The former Great Lakes Council area had a large number of these lots which were found in the North Arm Cove, Pindimar, Bundabah, Carrington, The Branch and Hamilton Village localities.

Non-urban lands in North Arm Cove are generally heavily vegetated areas with little or no constructed infrastructure or services to support development. Many of the roads were not dedicated as public roads at the time the subdivision was registered and they remain in private ownership, outside of Council's care and control.

Council has previously considered future settlement opportunities in these areas during the preparation of the Tea Gardens/ Hawks Nest Conservation and Development Strategy in 2003 and the State Government’s Mid-North Coast Regional Strategy in 2009. Neither of these documents identified areas of non-urban land as being suitable for future urban growth. As a result of these strategies Council has no plans for rezoning such lands in the foreseeable future. The State Government has also concluded that all future urban growth in the south-eastern part of the Council area shall be concentrated around Tea Gardens/Hawks Nest in order to make use of the existing developable land, services and infrastructure.

Despite these restrictions on the development potential of these lots the Local Government Act requires that Council must levy rates on all land irrespective of whether it can be built on. Furthermore the land does not fall within the various categories of land that are exempt from rates and charges under the Act.

This has led to a situation whereby ratepayers after many years of ownership (in many cases) and with no reasonable expectation of being able to build on their land in the future and limited opportunities to sell the land, approach Council seeking to transfer the land to Council in payment of rates, charges and accrued interest.

As mentioned above Council generally receives around 10-15 applications per year. These applications are reported to Council for consideration in the Closed part of the meeting. This is because the business or report relates to a matter that concerns the personal hardship of a resident or ratepayer. The Act has a general presumption that these matters will be considered in the Closed section of the meeting (Section 10A (2) (b)).

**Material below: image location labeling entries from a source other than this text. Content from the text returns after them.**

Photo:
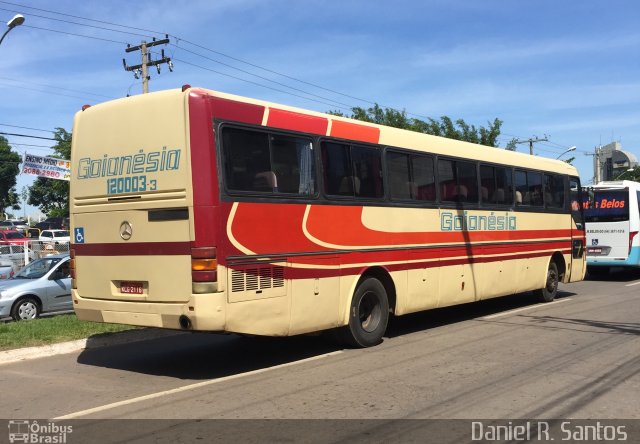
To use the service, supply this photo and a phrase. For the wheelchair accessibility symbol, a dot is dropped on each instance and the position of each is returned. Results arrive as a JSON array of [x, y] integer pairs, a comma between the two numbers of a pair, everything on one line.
[[78, 235]]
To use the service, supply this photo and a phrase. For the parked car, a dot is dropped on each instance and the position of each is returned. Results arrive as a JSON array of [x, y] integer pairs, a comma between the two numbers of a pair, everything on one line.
[[6, 270], [12, 259], [42, 286], [55, 236], [51, 223], [18, 225], [12, 237]]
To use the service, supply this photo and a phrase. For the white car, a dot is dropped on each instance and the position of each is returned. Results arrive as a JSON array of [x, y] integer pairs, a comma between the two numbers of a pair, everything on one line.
[[57, 236], [12, 259]]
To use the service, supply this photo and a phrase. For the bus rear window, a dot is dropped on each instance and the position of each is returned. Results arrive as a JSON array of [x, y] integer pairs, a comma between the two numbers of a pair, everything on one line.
[[259, 162], [608, 206]]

Should Council decide to accept the application the details are referred to Council's Solicitors who act for both Council and the ratepayer. The legal fees usually amount to approximately $1,000 and the process takes around 8 weeks to complete. Council does budget for the legal fees associated with these transfers and for the rates, charges and accrued interest that is to be paid at settlement as well as for the future rates that will be levied on the land. As part of the resolution accepting the transfer Council generally classifies the land as 'operational' land.